Несколько дней он бредил. Временами приходил в себя и почти всегда видел у постели дядю Пашу, чувствовал его руку, шепот:
— Ничего, Вовчик… Ничего…
Порою слышалось: «…Не беспокойтесь… Осложнение… Кризис… Ничего страшного… Компресс…» Перед глазами торжественно, медленно, приятно плыла вереница великанов. Было покойно, сладко… Но вдруг один из них приближался, угрожающе возрастал, заслоняя собой все, наваливался на Ивлева, расползался, как тесто — тяжелое, липкое… Ивлев начинал хрипеть, метаться, срывать компрессы…
Когда кризис миновал и Ивлев, проспав ночь без стонов и кошмаров, проснулся, то дядя дремал у постели. Ивлев позвал его. Дядя Паша дернулся на стуле и радостно закричал:
— Ариша!.. Ариночка!.. Неси горячего молока… Вовчик проснулся! На поправку пошел, — уже тише сказал он и, держа голову прямо, нащупал ладонью лоб Ивлева. — Вот и температура спала. Ничего… Отлежишься, сил наберешься. Будешь потом Москву вспоминать, а? — И он тихо засмеялся. — Меня тут запылила Ариночка — племянника не уберег! Да мы, Ивлевы, рязанские! Крепкие мужики. Дед Семен кобылу поднимал! А тут — ангина…

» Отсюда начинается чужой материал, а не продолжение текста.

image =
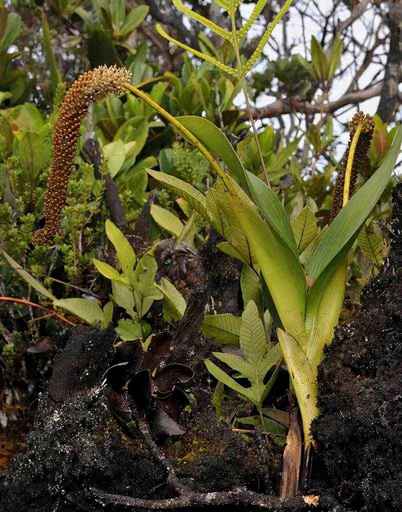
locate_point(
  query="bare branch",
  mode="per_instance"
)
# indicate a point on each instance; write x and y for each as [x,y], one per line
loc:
[282,107]
[209,499]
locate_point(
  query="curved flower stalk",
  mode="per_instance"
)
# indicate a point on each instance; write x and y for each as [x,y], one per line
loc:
[88,88]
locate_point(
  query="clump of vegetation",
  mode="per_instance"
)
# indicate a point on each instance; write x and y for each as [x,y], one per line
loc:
[177,164]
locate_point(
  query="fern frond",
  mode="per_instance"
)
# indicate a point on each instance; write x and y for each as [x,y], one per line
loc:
[259,6]
[200,55]
[225,34]
[264,39]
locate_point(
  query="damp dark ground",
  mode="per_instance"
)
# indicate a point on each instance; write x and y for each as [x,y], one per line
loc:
[77,444]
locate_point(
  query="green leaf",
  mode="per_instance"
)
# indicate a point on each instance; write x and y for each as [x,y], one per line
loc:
[279,266]
[167,220]
[319,60]
[174,304]
[123,297]
[107,314]
[129,330]
[304,381]
[305,228]
[191,194]
[11,26]
[86,309]
[107,270]
[124,250]
[224,328]
[115,154]
[217,143]
[134,20]
[272,210]
[223,377]
[37,285]
[372,245]
[250,287]
[351,218]
[252,335]
[334,57]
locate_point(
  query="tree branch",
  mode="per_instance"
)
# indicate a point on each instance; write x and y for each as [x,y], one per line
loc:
[390,101]
[281,107]
[209,499]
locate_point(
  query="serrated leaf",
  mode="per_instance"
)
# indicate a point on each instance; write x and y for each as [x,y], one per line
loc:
[166,220]
[86,309]
[237,363]
[223,377]
[34,283]
[193,196]
[252,335]
[224,328]
[305,228]
[124,250]
[129,330]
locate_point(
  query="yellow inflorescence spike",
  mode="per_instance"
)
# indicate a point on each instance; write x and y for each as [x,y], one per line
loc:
[90,87]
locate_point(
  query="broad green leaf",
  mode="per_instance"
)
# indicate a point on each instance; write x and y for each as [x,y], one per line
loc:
[252,335]
[123,297]
[217,143]
[250,287]
[107,270]
[324,305]
[305,228]
[124,250]
[167,220]
[227,248]
[86,309]
[334,57]
[224,328]
[372,245]
[237,363]
[279,266]
[108,309]
[174,303]
[129,330]
[115,154]
[190,193]
[37,285]
[351,218]
[272,358]
[304,381]
[272,210]
[135,17]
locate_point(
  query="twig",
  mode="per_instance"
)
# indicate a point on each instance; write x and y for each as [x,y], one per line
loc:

После переживаний у постели Ивлева дядя Паша совсем ослеп. И днем и ночью глаза у него смотрели одинаково равнодушно.
…Дверь Ивлеву открыл старый мужчина с тяжелыми сутулыми плечами и лицом, которого Ивлев, конечно, не помнил, но в котором было что-то свое, родственное — знакомый, как у отца, чуть припухший нос, бородавка в уголке губ, очень приметная в старости, открытые светлые мертвые, как у всех слепых, глаза — они были посторонними на лице, выражавшем участливое внимание, радость, готовность быть полезным и одновременно затаенную неприязнь, если человек, позвонивший в дверь, нежелателен в этом доме. «Все мы сутуловаты», — подумал Ивлев.
— Павел Алексеевич Ивлев? — официально спросил он, не зная, с чего начать.
— Да.
— Я Владимир Алексеевич Ивлев… С Дальнего Востока, — добавил он, поясняя.
Исподволь, как отраженное эхо далекого деревенского детства, лицо слепого озарило радостное умиление:
— Входите… Входите же!
Он уверенно и быстро двигался по квартире, даже чистил картошку, расспрашивал Ивлева, сам говорил, что жена с дочерью на юге, хозяйничает он один, следит за цветами, а с отцом Ивлева они держат связь постоянно, и в каждый свой приезд отец заходит к нему. Ивлев, отвечая, доставал из портфеля баночки, целлофановые пакетики с рыбой, кальмаром.
Сварилась картошка, и они сели за стол. Ивлев придвинул тарелочки к Павлу Алексеевичу и пояснил, что в какой лежит.
— Отец не обидится, что проехал мимо?
— Нет. Будет рад… Он меня давно посылал сюда.
— Дед тебя наконец увидит… — Он запнулся на полуслове. — Плох он совсем стал.
— Хотелось летом приехать. Никак не получалось, каждый год оттягивал.
— Отец твой каждое лето приезжает, молодец… За мной заедет — и на родину, в деревню. А дед слушает про тебя, потом головой поведет в сторону бабки и гордо скажет: «Во-о! Видала? Внучек в окияне сейчас. Вишь, куда Ивлевы забрались…» И палец так это поднимет — мол, соображай, бабка, и Алексей добавит: «На сушу бы ему надобно определяться. На сушу. На воде надежи нет никакой». Но это для порядка больше, чтобы свой стариковский авторитет подчеркнуть…
Ивлев смотрел, как Павел Алексеевич поднял палец, рассказывая про деда, и подумал, что слепые, наверное, по интонации представляют, что сейчас делает собеседник. Впрочем, они же с малых лет друг друга знают.
— Ну а ты сам как?.. Море бросать не собираешься?